Robust if no doubt controversial views from Lord Sumption:
"Draconian police crackdowns on motorists and walkers during the Covid-19 outbreak are “disgraceful”, a former Supreme Court judge said this afternoon.
Lord Sumption said that the UK was in danger of becoming a “police state” if other forces mirrored the recent approach of Derbyshire police as he warned of forces becoming a “disciplined hierarchy” operating at the command of ministers.
Lord Sumption said it was “frankly disgraceful” that the Derbyshire police had attempted “to shame people from using their undoubted right to travel to take exercise in the country and wrecking beauty spots in the fells so that people don’t want to go there”.
The former Supreme Court justice — who retired from the country's highest bench in 2018 and is well known for controversial opinions — told Radio 4: “This is what a police state is like. It’s a state in which the government can issue orders or express preferences with no legal authority and the police will enforce ministers’ wishes.”
Lord Sumption, 71, went on to say that the UK’s tradition of having a police force consisting of “citizens in uniform” was under threat. He said that the police should not be “members of a disciplined hierarchy operating just at the government’s command”.
However, he added that when reacting to the virus outbreak, “in some parts of the country the police have been trying to stop people from doing things like travelling to take exercise in the open country — which are not contrary to the regulations — simply because ministers have said that they would prefer us not to.
“The police have no power to enforce ministers’ preferences — but only legal regulations, which don’t go anything like as far as the government’s guidance.”
While the retired judge acknowledged that “most police forces” had behaved in a “sensible and moderate” fashion so far during the crisis, he said that “Derbyshire police have shamed our policing traditions”.
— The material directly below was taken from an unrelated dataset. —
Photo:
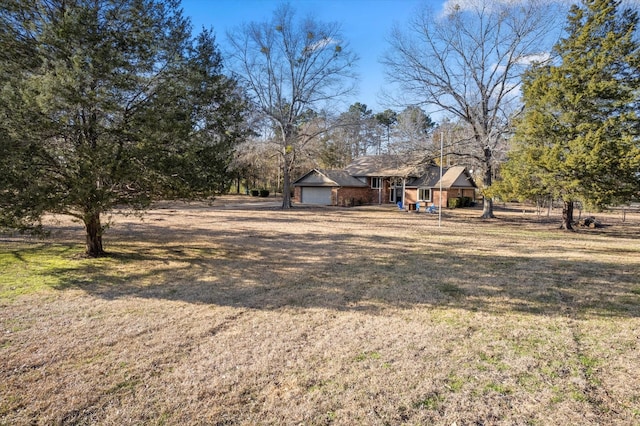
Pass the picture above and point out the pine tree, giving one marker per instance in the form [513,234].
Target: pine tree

Lord Sumption said that “there is a natural tendency and a strong temptation for the police to lose sight of their real functions and turn themselves from citizens in uniforms into glorified school prefects.
“It is really sad that the Derbyshire police have failed to resist that temptation.”
He said that the public had to take responsibility for its role in a potential over-reaction to the pandemic.
“The pressure on politicians has come from the public,” he said, adding: “They want action; they don’t pause to ask whether the action will work; they don’t ask themselves whether the cost will be worth paying; they want action anyway.”
He also advised that “anyone who has studied history will recognise here the classic symptoms of collective hysteria. Hysteria is infectious — we are working ourselves up into a lather in which we exaggerate the threat and stop asking ourselves whether the cure might be worse than the disease.
We have to recognise that this is how societies become despotisms — also have to recognise that this is a process that leads naturally to exaggeration.”
He accepted that coronavirus was “clearly serious for those with other medical conditions, especially if they are old”.
However, Lord Sumption added that “the real question is: is this serious enough to warrant putting our population into house imprisonment, wrecking our economy for an indefinite period, destroying businesses that honest and hard-working people have taken years to build up, saddling future generations with debt, depression, heart attacks, suicide and unbelievable distress inflicted on millions of people who are not especially vulnerable and who will suffer only mild symptoms or none at all?”
There was support for Lord Sumption’s views from Marian Duggan, a criminologist at the University of Kent.
She said draconian police powers “may be deemed necessary in the current climate, but the public must be assured that they will indeed be time-limited if policing is to be considered legitimate — and not unduly authoritarian — once the pandemic is over. Similarly, efforts should be taken to dissuade the development of a perceived surveillance state.”
The Met's Cressida Dick, at least, seems to be getting the message:
New powers to enforce coronavirus lockdown rules should only be used as "a last resort", the head of the Met Police has told officers.
Metropolitan Police Commissioner, Dame Cressida Dick, said her approach is to "help educate and encourage" the public to comply with the tightest restrictions seen in peacetime in the UK.
Dame Cressida told LBC: "We are all getting used to the new restrictions and I've been very clear that in the first instance I want my officers to be engaging with people, talking to people, encouraging them to comply.
"Explaining, of course, if they don't understand - already we have had examples of people who simply hadn't quite heard all the messages - and, only as a very last resort with the current restrictions, using firm direction or even enforcement."
Her comments came after a number of forces were accused of being overzealous in their approach to the new rules.